Matrix for organizing Mode-Location cells. The abbreviations, ‘LP,’ ‘HP,’ ‘Ac,’ ‘MR,’ ‘Ak,’ and ‘Pb’ for ‘SCC’ and ‘IGC’ refer to ‘low potential,’ ‘high potential,’ ‘acidic,’ ‘Mid-range pH,’ ‘alkaline,’ and ‘lead’ for ‘stress corrosion cracking’ and ‘intergranular corrosion’
The framework summarized above, which was initially developed to predict the occurrence of stress corrosion cracking (SCC), was extended to other corrosion modes/forms. Additionally, an empirical correlation was established between the factors listed in Table of factors and the forms of corrosion described earlier in the previous Module. Recognized corrosion experts were invited to complete an opinion poll listing the main sub-factors and the common forms of corrosion as illustrated in the example shown in the following Figure. Background information on the factors and forms of corrosion was attached to the survey. A total of sixteen completed surveys were returned subsequently analyzed.
Opinion poll sheet for the most recognizable forms of corrosion problems
The following Figure presents the Box-and Whisker plots of the results obtained with pitting corrosion.When presented in this fashion, such results can provide a useful spectrum of factor and sub-factor confidence levels.
Box and whisker plots of the survey results obtained for the factors and sub-factors underlying the appearance of pitting corrosion
Propose some arguments to explain the high variance, visible in the previous Figure, between expert opinions on the factors causing pitting corrosion.

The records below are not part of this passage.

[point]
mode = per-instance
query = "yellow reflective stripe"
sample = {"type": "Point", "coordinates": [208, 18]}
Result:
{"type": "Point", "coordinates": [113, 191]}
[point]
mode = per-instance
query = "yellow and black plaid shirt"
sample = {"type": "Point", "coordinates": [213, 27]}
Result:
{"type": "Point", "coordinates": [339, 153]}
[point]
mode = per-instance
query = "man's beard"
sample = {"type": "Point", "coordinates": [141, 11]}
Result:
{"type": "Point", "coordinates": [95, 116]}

Linking the corrosion factors with possible forms of corrosion in this fashion may provide guidance to inexperienced corrosion failure investigators who have typically limited knowledge of corrosion processes. A listing of the most important factors should therefore help to increase the awareness of the complexity and interaction of the variables behind most corrosion failures and reveal how ‘experts’ have reduced such complexity to a reduced set of variables, as the compiled results of the survey indicate in the following Figure.

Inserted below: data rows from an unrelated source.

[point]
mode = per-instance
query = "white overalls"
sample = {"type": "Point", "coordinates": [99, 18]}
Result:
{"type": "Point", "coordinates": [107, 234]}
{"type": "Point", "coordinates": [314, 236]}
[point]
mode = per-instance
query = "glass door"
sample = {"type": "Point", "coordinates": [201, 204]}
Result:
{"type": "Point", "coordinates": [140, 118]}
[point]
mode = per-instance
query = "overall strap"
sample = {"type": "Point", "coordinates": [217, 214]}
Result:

Results of compiled survey of corrosion experts highlighting the most important correlations between corrosion forms and factors
An application of the compiled framework could be to test one’s skills against the ‘experts’ as illustrated in the following Figure.
Comparison of the answers of one expert with the some of the compiled expert survey results
Another application of this practical correlation would be to use the framework of factors vs. forms for archiving data in an orderly manner. Analysis of numerous corrosion failure analysis reports has revealed that information on important variables is often lacking . The omission of important information from corrosion reports is obviously not always an oversight by the professional author. In many cases, the desirable information will simply not be (readily) available and require a special investigation to be completed.